Throughout American history, the sports world and world in general have seen their fair share of lies and liars.
In fact, the whole country’s start is kind of based on a lie, considering that we celebrate independence every July 4, in honor of the signing of the Declaration of Independence on July 4, 1776, when in fact England didn’t actually grant America its independence until like February of 1782 or something.
And also, George W. (Washington, not Bush) was not even president numero uno, it turns out, seeing that, actually, John Hanson became the first president of the United States under the Articles of Confederation in November 1781, and should probably have his own wooden smile on the front of all U.S.-issued greenbacks good for a 12-ounce Coca-Cola, instead of the one of a certain alleged chopper down of a certain alleged cherry tree (according to general American consensus).
So I guess it only stands to reason really that American athletes are pretty much basically lying all the time, whether it’s about steroids or no, and makes sense that Ryan Lochte felt it would probably be cool to spin webs regarding his drunken night in Rio last week rather than facing the metaphorical music.
To make Lochte feel better about it, here’s a few fibs possibly worse than using the unfortunate socioeconomic situation of a certain impoverished nation as a scapegoat.
• Bill and Tom — This one’s pretty obvious and probably too easy.

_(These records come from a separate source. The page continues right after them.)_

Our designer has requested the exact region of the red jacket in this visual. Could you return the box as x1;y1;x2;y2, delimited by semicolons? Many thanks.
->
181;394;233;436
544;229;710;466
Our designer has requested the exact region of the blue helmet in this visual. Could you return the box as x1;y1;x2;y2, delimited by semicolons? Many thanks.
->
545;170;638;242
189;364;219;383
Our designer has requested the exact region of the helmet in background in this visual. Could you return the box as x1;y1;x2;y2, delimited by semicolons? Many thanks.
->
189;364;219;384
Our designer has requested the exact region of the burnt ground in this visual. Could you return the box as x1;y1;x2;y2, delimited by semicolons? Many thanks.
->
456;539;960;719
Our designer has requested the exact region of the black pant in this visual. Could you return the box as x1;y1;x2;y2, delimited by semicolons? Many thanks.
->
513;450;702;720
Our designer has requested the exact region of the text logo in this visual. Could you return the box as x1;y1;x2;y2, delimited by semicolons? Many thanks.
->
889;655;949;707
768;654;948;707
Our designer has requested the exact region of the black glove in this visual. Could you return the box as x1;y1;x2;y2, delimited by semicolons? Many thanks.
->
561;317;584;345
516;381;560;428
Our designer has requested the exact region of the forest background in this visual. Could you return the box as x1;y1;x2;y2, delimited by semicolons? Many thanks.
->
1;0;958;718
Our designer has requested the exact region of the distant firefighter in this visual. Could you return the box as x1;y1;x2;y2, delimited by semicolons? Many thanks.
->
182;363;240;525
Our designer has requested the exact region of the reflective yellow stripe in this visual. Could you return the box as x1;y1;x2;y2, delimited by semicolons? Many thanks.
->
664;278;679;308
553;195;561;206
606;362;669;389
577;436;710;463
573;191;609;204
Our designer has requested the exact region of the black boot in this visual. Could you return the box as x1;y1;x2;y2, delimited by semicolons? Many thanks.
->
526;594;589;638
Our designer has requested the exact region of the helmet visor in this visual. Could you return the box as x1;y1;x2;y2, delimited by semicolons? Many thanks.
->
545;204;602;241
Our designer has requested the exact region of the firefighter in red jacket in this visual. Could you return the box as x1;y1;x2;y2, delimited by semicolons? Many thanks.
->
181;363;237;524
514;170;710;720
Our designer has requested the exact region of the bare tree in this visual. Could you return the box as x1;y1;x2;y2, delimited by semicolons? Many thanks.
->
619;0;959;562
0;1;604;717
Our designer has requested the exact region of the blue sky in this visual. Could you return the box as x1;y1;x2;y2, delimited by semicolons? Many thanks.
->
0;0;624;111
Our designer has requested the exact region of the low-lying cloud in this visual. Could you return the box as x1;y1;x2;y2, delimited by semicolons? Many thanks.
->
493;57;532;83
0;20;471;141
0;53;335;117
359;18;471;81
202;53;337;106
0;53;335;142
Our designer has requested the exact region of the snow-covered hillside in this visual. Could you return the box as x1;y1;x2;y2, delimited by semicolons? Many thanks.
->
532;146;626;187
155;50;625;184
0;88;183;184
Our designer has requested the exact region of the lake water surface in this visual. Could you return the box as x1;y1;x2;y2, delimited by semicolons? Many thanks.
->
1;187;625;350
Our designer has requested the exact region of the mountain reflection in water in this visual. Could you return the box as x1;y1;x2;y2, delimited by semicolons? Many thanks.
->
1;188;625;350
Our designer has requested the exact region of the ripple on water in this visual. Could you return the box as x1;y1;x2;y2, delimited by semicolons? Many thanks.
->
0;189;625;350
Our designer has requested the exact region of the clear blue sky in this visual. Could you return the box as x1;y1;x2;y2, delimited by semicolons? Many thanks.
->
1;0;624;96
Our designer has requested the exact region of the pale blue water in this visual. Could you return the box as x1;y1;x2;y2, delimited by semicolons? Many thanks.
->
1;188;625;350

In fact, I’m pretty sure that every list of liars everywhere has the mugs of Bill Belichick and Tom Brady stapled on the forefront.
From Spygate to Deflategate, and ditching iPhones, Bill and Tom will forever remain America’s Cheathearts, whether they done it or not.
• Lance Armstrong — For Lance Armstrong, while “It’s Not About the Bike,” it’s most certainly about the performance-enhancing drugs.
Armstrong’s long-term lying was pretty unequivocally worse than Lochte’s, seeing that not only did he use banned substances to win a bunch of Tour de Frances, but he then wrote a book, the thesis of which pretty much boiled down to “work hard to achieve your dreams” or something else right from the Platitudes, and used his fame to sell a bunch of yellow bracelets, which I find pretty shameless, regardless of their charitable side-purpose.
• O.J. Simpson — If Lance can’t get Lochte off the hook, O.J. probably can — or rather, should I say, Johnnie Cochran can.
I mean, the guy basically got away with murder, is the general American consensus, strengthened in part by the whole white glove/white Bronco ordeal.
Getting drunk and crying wolf so you don’t have to fix a door is one thing, getting all Jack Torrance and allegedly eliminating your ex-wife’s map is another.
So there you have three (four, if you count Bill and Tom separately) liars undoubtedly worse than Ryan Lochte. Maybe it’s time we leave the poor guy alone. He won us a gold before the whole door thing went down, after all.